Ворвался я в спальню и застыл, как статуя. Стою, ничего сказать не могу, как заморозили.
А Филинов посмотрел на меня, да как гаркнет:
— Вон пошёл!
Постоял я секунду, потом развернулся и вышел.
Не помню, как по лестнице спустился. Смотрю — а я уже внизу. И запах пирожков такой соблазнительный.
Пожамкал я лицо ладонями, головой помотал. В голове — пустота. Боюсь лишнее движение сделать, чтобы чего не натворить. Пирожки. Да. Пошёл я на запах.
Захожу на кухню — там на столе уже миска стоит, пирожков полная. Самовар горячий, и запах выпечки с ног сшибает. А навстречу мне женщина эта, смотрит мне в глаза так ласково, и по плечу гладит.
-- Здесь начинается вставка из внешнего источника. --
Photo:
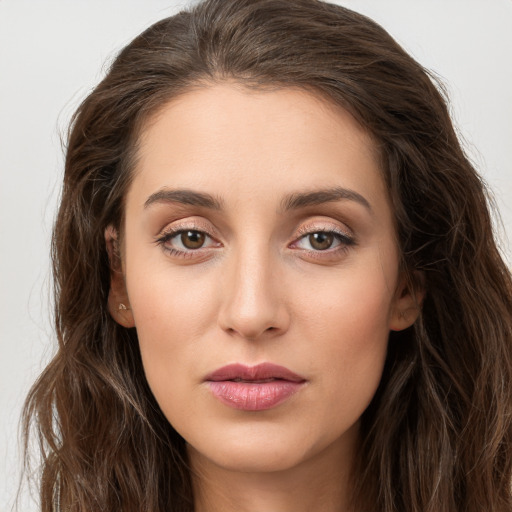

Говорит что-то, успокаивает.
Я что-то сказал, она ответила, доброе такое. Обняла, и всё говорит, говорит. Обнял я её в ответ, сам не знаю, что несу. Перед глазами Верочка стоит с Филиновым. А женщина меня обхватила и повела куда-то. Бормочет что-то ласковое. Пошёл я за ней, как лунатик. Верочке назло. Вкусные пирожки оказались. Что да — то да.